Over he weekend he has been challenging for his parents, drawing on the walls etc.

So today he arrives swearing, it's either 'for gods sake' for f&@*s sake. We are outside enjoying the weather doing Father's Day crafts. The first time said it, I warned him, the second time I removed him from the activity and the third time I took him inside.

What would you do? I really don't want the other children picking up on it and I don't want other people overhearing this behaviour.

Joda
03-06-2013, 10:54 AM
Oh gosh, that's hard for you! I think wherever you can (and within reason - this is the hard bit!) try to ignore the bad behaviour and concentrate on the positive points - however small! I had a mindee who displayed the same sort of behaviour when he was 3 - parents spoke to HV and she advised ignoring all bad behaviour as in her opinion it was very attention seeking behaviour. He grew out of it and is a lovely 6 year old now!

Is anything going on at home with your mindee to cause his behaviour?

handeme
03-06-2013, 11:24 AM
I'm not sure.

I am just so concerned about the other children picking up on it. They are all of a similar age and are at the copying stage. I certainly don't swear so he is picking it up from home.

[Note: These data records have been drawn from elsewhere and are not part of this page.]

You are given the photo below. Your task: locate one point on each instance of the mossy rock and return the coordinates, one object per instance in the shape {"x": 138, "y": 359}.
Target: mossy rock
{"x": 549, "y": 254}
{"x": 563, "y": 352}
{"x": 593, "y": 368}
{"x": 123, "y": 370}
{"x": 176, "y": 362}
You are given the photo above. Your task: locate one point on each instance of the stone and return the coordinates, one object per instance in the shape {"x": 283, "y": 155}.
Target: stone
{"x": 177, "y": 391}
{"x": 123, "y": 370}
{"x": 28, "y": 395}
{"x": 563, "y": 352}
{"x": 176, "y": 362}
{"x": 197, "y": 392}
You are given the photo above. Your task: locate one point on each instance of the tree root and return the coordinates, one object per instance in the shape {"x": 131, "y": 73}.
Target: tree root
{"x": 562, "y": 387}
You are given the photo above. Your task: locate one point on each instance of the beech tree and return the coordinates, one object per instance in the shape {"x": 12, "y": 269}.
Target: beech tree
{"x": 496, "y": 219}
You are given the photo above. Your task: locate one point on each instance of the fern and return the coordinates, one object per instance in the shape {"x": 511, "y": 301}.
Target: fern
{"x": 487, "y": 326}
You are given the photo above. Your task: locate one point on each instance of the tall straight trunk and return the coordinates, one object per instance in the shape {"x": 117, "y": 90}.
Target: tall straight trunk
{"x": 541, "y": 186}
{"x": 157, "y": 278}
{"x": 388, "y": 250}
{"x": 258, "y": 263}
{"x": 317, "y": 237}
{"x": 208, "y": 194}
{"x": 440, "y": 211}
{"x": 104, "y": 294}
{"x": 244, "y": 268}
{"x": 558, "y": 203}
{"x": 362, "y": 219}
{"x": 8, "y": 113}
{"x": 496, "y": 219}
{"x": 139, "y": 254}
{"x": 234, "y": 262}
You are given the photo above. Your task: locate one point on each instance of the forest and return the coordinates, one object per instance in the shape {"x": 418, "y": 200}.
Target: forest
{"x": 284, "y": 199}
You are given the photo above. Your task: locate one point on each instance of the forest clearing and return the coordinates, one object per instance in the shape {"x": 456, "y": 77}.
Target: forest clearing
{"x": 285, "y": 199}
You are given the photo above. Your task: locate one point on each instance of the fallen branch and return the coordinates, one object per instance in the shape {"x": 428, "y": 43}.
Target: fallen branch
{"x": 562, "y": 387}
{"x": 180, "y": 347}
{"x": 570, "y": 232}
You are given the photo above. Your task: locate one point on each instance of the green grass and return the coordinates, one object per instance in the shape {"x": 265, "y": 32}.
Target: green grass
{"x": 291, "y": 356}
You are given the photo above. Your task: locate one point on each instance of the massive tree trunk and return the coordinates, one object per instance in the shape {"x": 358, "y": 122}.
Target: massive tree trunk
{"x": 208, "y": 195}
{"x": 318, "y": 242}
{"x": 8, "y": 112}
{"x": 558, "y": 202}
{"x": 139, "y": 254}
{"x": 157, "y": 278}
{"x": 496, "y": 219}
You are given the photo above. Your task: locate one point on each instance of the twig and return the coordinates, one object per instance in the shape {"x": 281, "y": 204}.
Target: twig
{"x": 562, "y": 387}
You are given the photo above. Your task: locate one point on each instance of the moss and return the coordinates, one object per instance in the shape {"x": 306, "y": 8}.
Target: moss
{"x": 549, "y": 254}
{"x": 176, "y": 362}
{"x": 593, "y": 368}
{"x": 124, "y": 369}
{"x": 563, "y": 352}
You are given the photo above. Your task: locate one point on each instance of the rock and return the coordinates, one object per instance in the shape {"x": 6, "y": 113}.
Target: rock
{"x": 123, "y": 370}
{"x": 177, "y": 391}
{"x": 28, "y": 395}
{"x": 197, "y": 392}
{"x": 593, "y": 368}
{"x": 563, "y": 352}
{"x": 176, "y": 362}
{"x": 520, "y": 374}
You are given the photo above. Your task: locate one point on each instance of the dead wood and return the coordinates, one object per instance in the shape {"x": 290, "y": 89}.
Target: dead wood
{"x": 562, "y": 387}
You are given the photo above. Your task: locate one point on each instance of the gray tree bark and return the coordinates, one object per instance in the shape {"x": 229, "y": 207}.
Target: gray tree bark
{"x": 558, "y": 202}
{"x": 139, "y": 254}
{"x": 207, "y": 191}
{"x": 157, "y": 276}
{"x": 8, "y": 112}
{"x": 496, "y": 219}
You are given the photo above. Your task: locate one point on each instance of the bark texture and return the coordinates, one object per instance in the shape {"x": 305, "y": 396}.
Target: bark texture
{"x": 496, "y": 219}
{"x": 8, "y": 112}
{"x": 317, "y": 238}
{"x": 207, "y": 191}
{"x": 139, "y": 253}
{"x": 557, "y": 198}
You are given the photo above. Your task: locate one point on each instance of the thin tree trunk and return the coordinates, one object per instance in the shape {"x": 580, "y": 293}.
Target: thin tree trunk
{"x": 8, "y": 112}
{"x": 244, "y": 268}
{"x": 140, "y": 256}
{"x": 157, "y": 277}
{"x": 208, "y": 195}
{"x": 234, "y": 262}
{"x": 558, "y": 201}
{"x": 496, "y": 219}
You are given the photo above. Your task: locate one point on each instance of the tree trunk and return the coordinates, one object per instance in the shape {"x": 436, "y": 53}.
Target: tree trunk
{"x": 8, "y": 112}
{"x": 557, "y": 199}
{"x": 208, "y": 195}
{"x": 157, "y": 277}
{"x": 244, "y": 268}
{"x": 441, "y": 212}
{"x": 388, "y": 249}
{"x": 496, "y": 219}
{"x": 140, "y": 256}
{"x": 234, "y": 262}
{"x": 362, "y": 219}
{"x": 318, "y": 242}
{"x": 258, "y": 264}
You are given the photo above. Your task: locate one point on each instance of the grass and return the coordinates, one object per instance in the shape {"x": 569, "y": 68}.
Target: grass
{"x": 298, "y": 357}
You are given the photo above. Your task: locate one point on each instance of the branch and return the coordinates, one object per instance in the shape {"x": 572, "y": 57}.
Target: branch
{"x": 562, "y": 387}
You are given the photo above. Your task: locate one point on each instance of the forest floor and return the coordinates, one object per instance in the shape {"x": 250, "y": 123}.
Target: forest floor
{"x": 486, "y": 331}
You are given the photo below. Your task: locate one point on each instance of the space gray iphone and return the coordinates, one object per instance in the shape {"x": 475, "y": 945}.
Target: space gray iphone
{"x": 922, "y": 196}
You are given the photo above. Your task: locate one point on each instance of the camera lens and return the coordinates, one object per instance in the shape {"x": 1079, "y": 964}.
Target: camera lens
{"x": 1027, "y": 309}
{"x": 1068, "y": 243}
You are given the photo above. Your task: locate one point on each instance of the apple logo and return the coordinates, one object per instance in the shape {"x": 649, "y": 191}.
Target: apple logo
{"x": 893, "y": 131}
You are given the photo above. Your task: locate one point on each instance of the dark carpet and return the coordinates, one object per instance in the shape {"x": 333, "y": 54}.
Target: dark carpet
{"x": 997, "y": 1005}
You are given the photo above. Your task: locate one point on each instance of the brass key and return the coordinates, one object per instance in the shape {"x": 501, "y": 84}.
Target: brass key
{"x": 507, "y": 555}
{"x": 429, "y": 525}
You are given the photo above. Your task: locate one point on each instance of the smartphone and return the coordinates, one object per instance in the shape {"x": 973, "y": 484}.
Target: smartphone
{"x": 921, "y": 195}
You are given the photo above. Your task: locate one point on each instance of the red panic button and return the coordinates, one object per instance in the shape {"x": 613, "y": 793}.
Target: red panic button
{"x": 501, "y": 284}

I do agree to ignore it but what's happens if he just continues to use it. I ignored him for a period this morning and he still continued.

X

Amandak28
03-06-2013, 11:37 AM
Hi ive not any experience as im not registered yet.
Have you thought about doing an activity based on feeling and emotions? Then give the children a laminated faces and they can choose if they are happy sad etc obviously taylor this to age and stage... And you could maybe do an observation on that child over a few day to see if you can spot a trigger?? Then distract before the swearing?

Good luck!

Ps google is a great tool! Xxx

Kirstylob
03-06-2013, 12:21 PM
I like the idea of emotions pictures. Good luck.

donna porter
03-06-2013, 04:59 PM
It sounds like your doing the right things. What about a reward chart?? Are we allowed to use those ????

handeme
03-06-2013, 09:15 PM
I've today made a jack and the beanstalk reward chart to use. I am not hopeful it will work.

We used to have a simple four step reward chart it worked well for a couple of weeks then he wasn't bothered.